Personal information
- Full name: Miguel Alexandre Cabral Machado
- National team: Portugal
- Born: 8 May 1975 (age 51) Porto, Portugal
- Height: 1.85 m (6 ft 1 in)
- Weight: 84 kg (185 lb)

Sport
- Sport: Swimming
- Strokes: Freestyle, medley, backstroke
- Club: FC Porto Clube Naval do Funchal City of Coventry Swim Team Kenilworth Masters Swimming Club Real Clube Fluvial Portuense CLIP Teams

Medal record
Representing Portugal
Men's swimming
European Masters Championships (SC)
| Gold medal – first place | 2023 Madeira | 50 m freestyle |
| Gold medal – first place | 2023 Madeira | 100 m freestyle |
| Bronze medal – third place | 2023 Madeira | 50 m backstroke |
| Bronze medal – third place | 2023 Madeira | 100 m medley |

= Miguel Machado =

Portuguese swimmer

Miguel Alexandre Cabral Machado (born 8 May 1975) is a former competitive swimmer from Portugal, who competed at the 1996 Summer Olympics in Atlanta, Georgia in the 4x100 m medley relay on the freestyle leg.

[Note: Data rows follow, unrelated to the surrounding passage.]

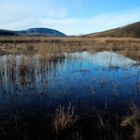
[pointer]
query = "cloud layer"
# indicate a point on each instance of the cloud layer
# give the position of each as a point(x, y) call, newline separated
point(14, 15)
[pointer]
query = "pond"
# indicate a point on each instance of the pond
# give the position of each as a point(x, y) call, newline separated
point(104, 81)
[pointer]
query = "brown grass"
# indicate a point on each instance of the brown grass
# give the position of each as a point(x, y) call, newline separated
point(134, 122)
point(54, 46)
point(63, 118)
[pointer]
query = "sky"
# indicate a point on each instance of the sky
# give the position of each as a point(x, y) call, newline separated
point(72, 17)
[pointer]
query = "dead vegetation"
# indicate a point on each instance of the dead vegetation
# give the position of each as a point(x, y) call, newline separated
point(63, 118)
point(57, 46)
point(133, 121)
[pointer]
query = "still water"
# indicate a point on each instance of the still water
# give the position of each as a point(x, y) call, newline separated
point(103, 80)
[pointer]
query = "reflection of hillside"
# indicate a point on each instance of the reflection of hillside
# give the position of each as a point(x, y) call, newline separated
point(111, 59)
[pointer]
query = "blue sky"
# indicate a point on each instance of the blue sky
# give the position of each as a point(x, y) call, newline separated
point(72, 17)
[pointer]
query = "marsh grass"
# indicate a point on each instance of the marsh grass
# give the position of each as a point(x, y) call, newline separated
point(64, 118)
point(133, 121)
point(48, 47)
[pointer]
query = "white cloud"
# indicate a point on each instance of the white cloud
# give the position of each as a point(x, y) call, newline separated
point(16, 16)
point(73, 26)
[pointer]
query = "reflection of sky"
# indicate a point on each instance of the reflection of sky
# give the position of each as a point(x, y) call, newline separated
point(80, 77)
point(107, 59)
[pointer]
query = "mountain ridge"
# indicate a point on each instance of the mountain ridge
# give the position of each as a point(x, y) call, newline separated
point(33, 32)
point(130, 30)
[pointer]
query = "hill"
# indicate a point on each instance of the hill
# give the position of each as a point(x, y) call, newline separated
point(132, 30)
point(33, 32)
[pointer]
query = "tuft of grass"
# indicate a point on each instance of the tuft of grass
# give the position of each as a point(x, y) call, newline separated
point(133, 121)
point(63, 118)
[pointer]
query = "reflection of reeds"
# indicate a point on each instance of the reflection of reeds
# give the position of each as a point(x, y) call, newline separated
point(57, 46)
point(63, 118)
point(134, 122)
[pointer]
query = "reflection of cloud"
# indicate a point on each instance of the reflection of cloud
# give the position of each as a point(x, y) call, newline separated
point(55, 14)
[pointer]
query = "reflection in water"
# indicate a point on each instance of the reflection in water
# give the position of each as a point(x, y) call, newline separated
point(103, 80)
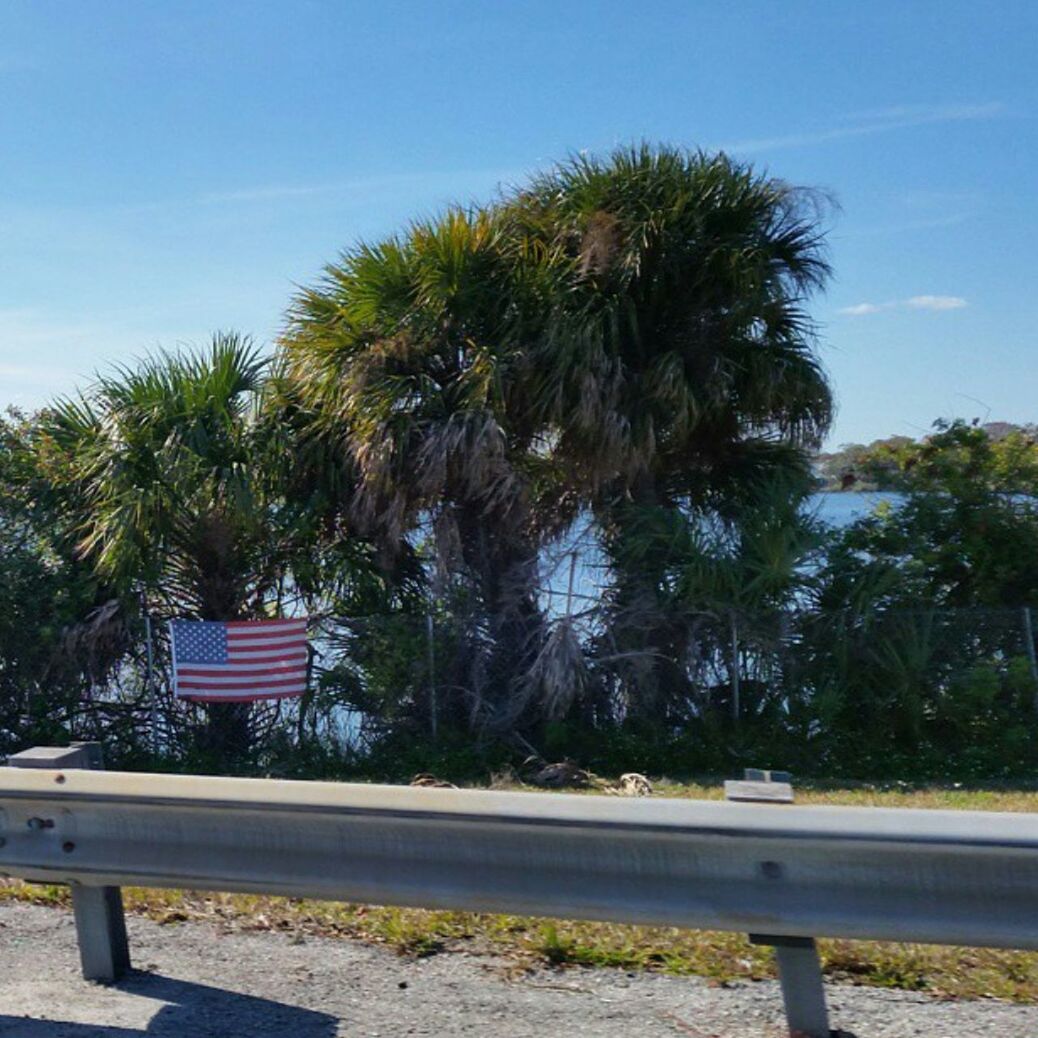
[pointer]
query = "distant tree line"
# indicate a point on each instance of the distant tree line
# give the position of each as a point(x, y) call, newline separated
point(612, 363)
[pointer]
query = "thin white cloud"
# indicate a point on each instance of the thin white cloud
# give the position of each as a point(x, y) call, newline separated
point(868, 124)
point(935, 303)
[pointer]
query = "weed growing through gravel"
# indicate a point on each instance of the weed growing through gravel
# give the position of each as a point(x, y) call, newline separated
point(528, 943)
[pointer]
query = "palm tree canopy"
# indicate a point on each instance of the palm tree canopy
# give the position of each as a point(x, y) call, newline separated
point(682, 342)
point(165, 470)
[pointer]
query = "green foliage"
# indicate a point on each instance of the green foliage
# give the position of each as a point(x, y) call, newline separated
point(618, 354)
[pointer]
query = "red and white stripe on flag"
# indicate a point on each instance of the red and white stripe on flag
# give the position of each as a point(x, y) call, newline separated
point(239, 661)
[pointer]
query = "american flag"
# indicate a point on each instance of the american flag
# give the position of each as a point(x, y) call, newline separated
point(238, 661)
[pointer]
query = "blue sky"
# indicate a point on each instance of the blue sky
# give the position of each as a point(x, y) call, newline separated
point(167, 169)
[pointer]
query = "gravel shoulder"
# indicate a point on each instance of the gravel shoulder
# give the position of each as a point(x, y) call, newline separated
point(195, 981)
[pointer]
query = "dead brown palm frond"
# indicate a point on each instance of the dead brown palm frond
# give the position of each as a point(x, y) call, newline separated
point(558, 675)
point(561, 775)
point(96, 643)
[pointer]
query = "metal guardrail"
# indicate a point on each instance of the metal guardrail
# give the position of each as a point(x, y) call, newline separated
point(786, 872)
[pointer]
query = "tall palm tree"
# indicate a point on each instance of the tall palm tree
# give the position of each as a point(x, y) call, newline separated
point(171, 488)
point(409, 358)
point(679, 363)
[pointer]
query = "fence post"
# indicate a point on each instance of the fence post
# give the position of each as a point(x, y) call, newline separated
point(101, 929)
point(799, 968)
point(1029, 644)
point(736, 706)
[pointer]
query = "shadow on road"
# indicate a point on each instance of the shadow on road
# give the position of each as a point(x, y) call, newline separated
point(194, 1010)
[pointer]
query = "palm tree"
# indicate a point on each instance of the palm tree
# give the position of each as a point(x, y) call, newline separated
point(171, 486)
point(408, 361)
point(679, 364)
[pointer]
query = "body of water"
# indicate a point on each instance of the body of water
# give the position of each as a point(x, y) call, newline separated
point(840, 508)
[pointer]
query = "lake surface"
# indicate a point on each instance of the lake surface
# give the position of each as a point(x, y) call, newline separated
point(840, 508)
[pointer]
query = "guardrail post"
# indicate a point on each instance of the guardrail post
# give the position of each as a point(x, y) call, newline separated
point(799, 968)
point(101, 928)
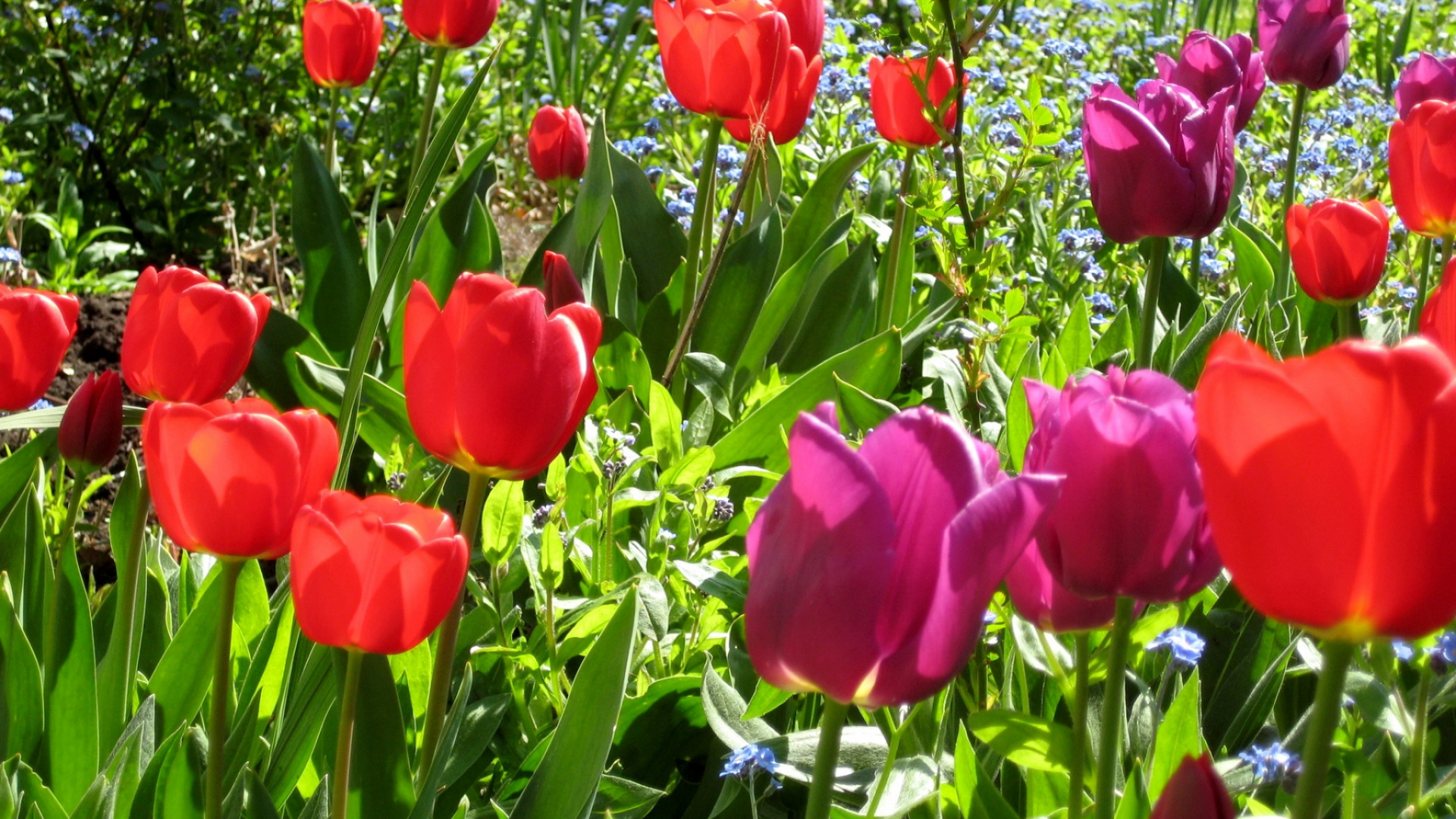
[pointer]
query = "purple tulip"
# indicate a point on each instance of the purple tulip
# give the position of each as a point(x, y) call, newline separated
point(1305, 41)
point(1426, 77)
point(1159, 165)
point(1209, 64)
point(1130, 518)
point(870, 569)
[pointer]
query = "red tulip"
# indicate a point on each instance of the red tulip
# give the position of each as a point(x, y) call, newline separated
point(494, 385)
point(453, 24)
point(723, 57)
point(1331, 483)
point(91, 428)
point(900, 112)
point(341, 41)
point(229, 479)
point(36, 331)
point(557, 145)
point(1337, 248)
point(1423, 168)
point(375, 575)
point(188, 338)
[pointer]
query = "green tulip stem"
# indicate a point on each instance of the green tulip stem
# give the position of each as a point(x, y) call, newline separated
point(1076, 768)
point(446, 637)
point(1114, 695)
point(1296, 123)
point(221, 689)
point(1324, 719)
point(344, 749)
point(826, 758)
point(1150, 289)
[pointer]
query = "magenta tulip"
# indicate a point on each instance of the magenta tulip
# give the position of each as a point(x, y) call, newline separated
point(1209, 64)
point(1130, 519)
point(870, 569)
point(1305, 41)
point(1158, 165)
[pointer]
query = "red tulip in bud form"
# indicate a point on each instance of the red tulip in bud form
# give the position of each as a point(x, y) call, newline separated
point(557, 145)
point(1337, 248)
point(494, 384)
point(188, 338)
point(375, 575)
point(1194, 792)
point(91, 428)
point(452, 24)
point(36, 331)
point(229, 479)
point(341, 41)
point(900, 112)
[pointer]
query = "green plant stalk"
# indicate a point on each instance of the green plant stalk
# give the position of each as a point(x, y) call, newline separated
point(427, 117)
point(1076, 767)
point(1150, 287)
point(887, 299)
point(1320, 735)
point(344, 748)
point(1296, 123)
point(1112, 703)
point(221, 691)
point(826, 758)
point(446, 637)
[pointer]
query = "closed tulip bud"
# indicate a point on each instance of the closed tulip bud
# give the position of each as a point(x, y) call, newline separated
point(452, 24)
point(375, 575)
point(557, 145)
point(229, 479)
point(341, 41)
point(188, 338)
point(723, 57)
point(902, 114)
point(1423, 174)
point(494, 384)
point(1331, 483)
point(1141, 184)
point(1194, 792)
point(36, 331)
point(1337, 248)
point(1305, 41)
point(91, 428)
point(1209, 64)
point(870, 570)
point(1130, 521)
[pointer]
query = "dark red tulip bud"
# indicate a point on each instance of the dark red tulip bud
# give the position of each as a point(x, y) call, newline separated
point(91, 428)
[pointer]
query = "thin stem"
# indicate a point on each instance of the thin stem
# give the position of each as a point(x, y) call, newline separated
point(344, 748)
point(446, 637)
point(1112, 703)
point(826, 758)
point(1324, 719)
point(889, 300)
point(1076, 768)
point(221, 689)
point(1296, 123)
point(1150, 289)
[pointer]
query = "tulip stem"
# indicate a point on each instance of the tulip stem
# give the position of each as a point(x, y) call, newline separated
point(1324, 719)
point(1150, 289)
point(344, 749)
point(1296, 123)
point(446, 635)
point(221, 689)
point(826, 758)
point(1114, 698)
point(1076, 768)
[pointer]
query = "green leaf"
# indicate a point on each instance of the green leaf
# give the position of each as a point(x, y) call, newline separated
point(337, 284)
point(873, 366)
point(570, 771)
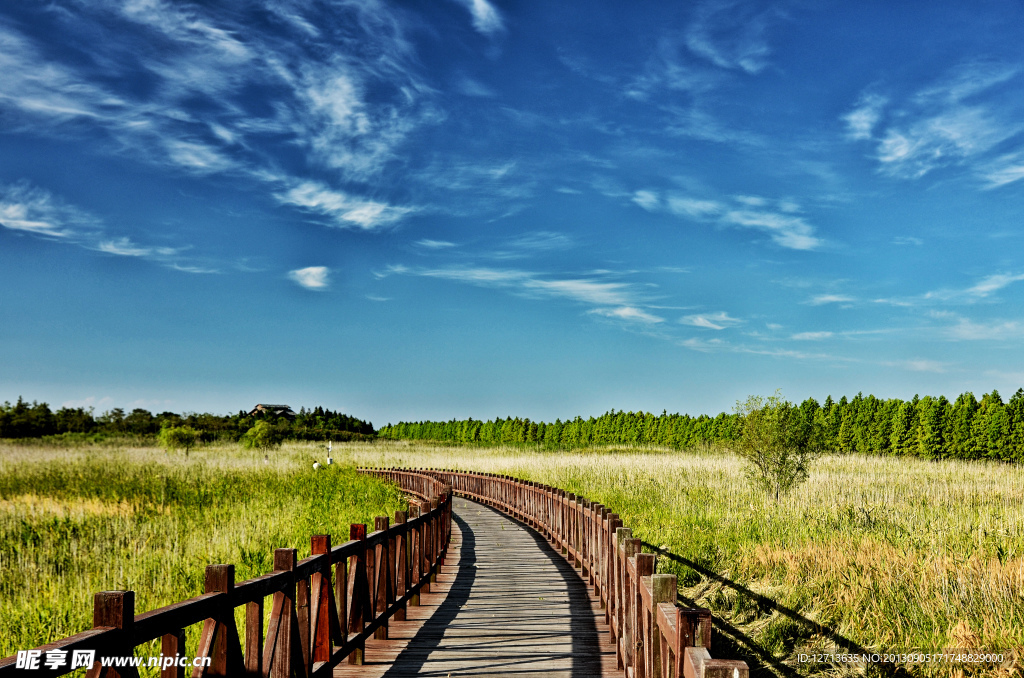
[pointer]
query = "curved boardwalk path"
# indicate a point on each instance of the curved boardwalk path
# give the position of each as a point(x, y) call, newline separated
point(505, 603)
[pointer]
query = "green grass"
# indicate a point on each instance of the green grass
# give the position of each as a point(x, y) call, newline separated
point(892, 553)
point(78, 520)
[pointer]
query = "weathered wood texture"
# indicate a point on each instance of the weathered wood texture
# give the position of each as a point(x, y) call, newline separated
point(505, 603)
point(650, 632)
point(324, 608)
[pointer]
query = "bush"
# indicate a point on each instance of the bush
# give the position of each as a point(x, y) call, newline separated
point(178, 437)
point(774, 443)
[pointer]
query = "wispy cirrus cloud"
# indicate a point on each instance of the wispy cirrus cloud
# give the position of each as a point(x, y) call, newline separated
point(821, 299)
point(200, 90)
point(970, 113)
point(311, 278)
point(731, 35)
point(996, 330)
point(778, 218)
point(811, 336)
point(861, 121)
point(717, 321)
point(429, 244)
point(630, 313)
point(342, 209)
point(486, 19)
point(611, 298)
point(32, 210)
point(992, 284)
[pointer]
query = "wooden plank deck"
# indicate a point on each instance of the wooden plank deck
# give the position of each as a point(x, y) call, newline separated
point(505, 603)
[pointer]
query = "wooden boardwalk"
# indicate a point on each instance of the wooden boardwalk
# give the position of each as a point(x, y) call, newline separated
point(505, 603)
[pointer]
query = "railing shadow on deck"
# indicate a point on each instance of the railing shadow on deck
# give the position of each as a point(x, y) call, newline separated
point(413, 660)
point(744, 647)
point(586, 664)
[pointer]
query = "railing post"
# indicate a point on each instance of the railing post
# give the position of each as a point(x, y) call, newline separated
point(663, 589)
point(383, 571)
point(435, 539)
point(117, 610)
point(357, 593)
point(324, 615)
point(401, 561)
point(622, 535)
point(425, 546)
point(641, 627)
point(219, 639)
point(281, 657)
point(173, 644)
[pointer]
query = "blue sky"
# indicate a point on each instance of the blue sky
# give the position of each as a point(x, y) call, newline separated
point(477, 208)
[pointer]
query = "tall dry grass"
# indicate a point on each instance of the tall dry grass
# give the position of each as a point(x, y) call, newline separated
point(891, 553)
point(74, 521)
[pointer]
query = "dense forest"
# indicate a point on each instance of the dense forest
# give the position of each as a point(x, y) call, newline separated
point(929, 427)
point(35, 420)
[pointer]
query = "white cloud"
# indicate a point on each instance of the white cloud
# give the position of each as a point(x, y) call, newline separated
point(861, 121)
point(968, 330)
point(33, 210)
point(719, 321)
point(124, 247)
point(955, 122)
point(993, 284)
point(922, 365)
point(811, 336)
point(345, 210)
point(311, 278)
point(485, 17)
point(30, 209)
point(434, 244)
point(730, 35)
point(647, 200)
point(698, 209)
point(790, 231)
point(751, 201)
point(188, 102)
point(593, 291)
point(542, 240)
point(822, 299)
point(1003, 170)
point(631, 313)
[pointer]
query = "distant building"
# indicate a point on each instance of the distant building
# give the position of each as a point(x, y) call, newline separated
point(276, 410)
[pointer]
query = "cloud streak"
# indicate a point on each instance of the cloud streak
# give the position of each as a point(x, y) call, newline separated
point(611, 298)
point(775, 218)
point(719, 321)
point(35, 211)
point(958, 121)
point(311, 278)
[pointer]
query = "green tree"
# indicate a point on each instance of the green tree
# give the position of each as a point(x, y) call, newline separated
point(178, 437)
point(262, 436)
point(774, 443)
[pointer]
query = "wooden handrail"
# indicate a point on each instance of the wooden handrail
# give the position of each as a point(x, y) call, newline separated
point(653, 636)
point(324, 607)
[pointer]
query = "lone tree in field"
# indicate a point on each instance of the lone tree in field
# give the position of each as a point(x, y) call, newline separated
point(262, 436)
point(178, 437)
point(775, 442)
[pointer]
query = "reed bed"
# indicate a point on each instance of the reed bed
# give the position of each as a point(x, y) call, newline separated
point(74, 521)
point(892, 554)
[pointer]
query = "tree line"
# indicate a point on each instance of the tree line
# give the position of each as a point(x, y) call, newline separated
point(929, 427)
point(36, 420)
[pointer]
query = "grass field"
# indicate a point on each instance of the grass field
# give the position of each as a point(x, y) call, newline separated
point(885, 553)
point(877, 553)
point(78, 520)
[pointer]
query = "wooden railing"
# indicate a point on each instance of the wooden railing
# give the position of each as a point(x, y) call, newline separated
point(324, 607)
point(653, 636)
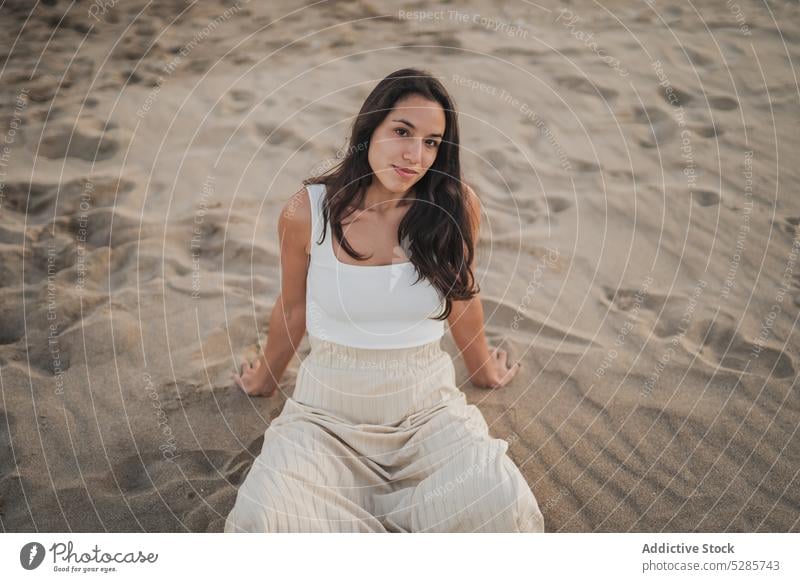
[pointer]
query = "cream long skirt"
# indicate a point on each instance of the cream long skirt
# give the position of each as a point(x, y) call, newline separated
point(382, 440)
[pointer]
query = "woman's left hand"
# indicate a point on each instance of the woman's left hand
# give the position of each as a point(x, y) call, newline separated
point(498, 373)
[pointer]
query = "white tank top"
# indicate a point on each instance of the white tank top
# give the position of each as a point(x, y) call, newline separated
point(363, 306)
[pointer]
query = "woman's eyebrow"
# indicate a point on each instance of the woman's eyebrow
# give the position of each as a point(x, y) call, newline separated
point(411, 125)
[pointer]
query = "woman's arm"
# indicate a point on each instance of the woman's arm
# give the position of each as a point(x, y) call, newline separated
point(487, 369)
point(287, 322)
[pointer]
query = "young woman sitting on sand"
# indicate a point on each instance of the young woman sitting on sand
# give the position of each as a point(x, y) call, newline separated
point(377, 436)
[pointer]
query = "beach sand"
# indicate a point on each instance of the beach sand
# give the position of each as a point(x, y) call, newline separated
point(640, 250)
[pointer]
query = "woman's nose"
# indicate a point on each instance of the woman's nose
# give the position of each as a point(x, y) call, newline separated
point(414, 151)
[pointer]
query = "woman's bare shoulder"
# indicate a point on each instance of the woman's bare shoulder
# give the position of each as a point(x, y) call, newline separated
point(295, 219)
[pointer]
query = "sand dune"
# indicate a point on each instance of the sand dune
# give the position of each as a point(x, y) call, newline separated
point(640, 251)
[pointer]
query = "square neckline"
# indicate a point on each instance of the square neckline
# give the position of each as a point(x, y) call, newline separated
point(338, 262)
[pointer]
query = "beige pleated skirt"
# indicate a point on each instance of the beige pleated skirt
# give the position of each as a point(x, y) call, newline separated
point(382, 441)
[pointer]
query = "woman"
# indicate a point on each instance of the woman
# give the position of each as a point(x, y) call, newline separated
point(377, 436)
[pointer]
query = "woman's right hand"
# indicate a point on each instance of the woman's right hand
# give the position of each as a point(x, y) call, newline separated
point(254, 380)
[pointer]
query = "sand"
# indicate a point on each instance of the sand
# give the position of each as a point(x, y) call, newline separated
point(640, 250)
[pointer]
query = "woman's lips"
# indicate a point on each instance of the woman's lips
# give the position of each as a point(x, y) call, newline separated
point(403, 173)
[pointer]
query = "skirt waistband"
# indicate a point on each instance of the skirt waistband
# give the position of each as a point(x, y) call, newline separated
point(339, 356)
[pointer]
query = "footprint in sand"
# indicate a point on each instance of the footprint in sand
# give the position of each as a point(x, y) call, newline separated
point(237, 101)
point(39, 198)
point(280, 136)
point(722, 346)
point(661, 313)
point(586, 87)
point(705, 197)
point(84, 139)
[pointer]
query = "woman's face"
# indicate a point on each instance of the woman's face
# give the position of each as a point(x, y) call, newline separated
point(408, 138)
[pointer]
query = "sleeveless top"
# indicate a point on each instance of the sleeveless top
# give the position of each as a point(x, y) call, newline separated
point(366, 306)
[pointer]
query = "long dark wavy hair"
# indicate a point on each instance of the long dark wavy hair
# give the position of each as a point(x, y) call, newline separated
point(436, 229)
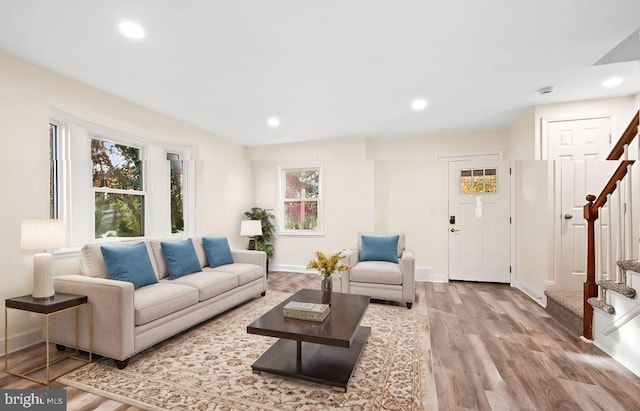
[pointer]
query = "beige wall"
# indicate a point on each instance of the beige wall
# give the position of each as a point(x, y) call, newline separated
point(522, 136)
point(26, 95)
point(383, 185)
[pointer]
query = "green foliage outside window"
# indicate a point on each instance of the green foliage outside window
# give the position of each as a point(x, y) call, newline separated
point(117, 168)
point(177, 210)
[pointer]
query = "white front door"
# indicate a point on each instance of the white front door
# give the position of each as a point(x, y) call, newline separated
point(577, 146)
point(479, 231)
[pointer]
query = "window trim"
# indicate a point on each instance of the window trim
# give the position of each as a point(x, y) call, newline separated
point(282, 170)
point(75, 185)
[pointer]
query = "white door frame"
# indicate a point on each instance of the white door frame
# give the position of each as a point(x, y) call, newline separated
point(555, 197)
point(497, 155)
point(544, 128)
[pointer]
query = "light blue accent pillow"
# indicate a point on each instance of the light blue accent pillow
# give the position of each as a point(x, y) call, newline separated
point(217, 250)
point(129, 263)
point(376, 248)
point(180, 257)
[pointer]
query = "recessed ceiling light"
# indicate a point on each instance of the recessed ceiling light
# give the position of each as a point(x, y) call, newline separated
point(131, 29)
point(418, 104)
point(273, 122)
point(612, 82)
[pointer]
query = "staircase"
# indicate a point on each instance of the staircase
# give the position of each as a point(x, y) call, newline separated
point(616, 319)
point(611, 309)
point(607, 311)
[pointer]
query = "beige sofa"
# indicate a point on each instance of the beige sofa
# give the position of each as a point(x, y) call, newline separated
point(126, 320)
point(384, 280)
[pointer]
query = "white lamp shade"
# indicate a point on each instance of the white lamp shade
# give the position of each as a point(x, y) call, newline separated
point(42, 234)
point(250, 228)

Machado was born in Porto, Portugal. He attended the Faculty of Engineering at Porto University and the Strathclyde University, Glasgow, Scotland, where he swam for the City of Glasgow Swim Team.

He retired from competitive swimming in 2008, but in 2015, following a move back to the United Kingdom, Machado has returned to the pool and joined the City of Coventry Swim Team as a Masters swimmer. Since then, he has participated in several national and international Masters Swimming events, including in 2016, at the LEN European Masters Championships in London, Machado finished 4th place on the 100 m freestyle.

In 2017 in Budapest, at the World Aquatics Masters Championships, Machado swam the 50m, and also the 100m freestyle, where he finished 9th, setting a new Portuguese record for the distance.

In the summer of 2023, Machado competed at the World Aquatics Masters Championships in Fukuoka, Japan. Swimming in the 45-49 age group, he finished 4th (200 freestyle), 5th (100 freestyle and 200 individual medley) and 6th (50 backstroke).

Later that year Machado competed at the European Masters Short Course Swimming Championships. In his best-ever international performance, Machado won bronze on both the 100m individual medley and on the 50m backstroke and gold on the 50m and 100m freestyle, and setting 2 new Portuguese age group records.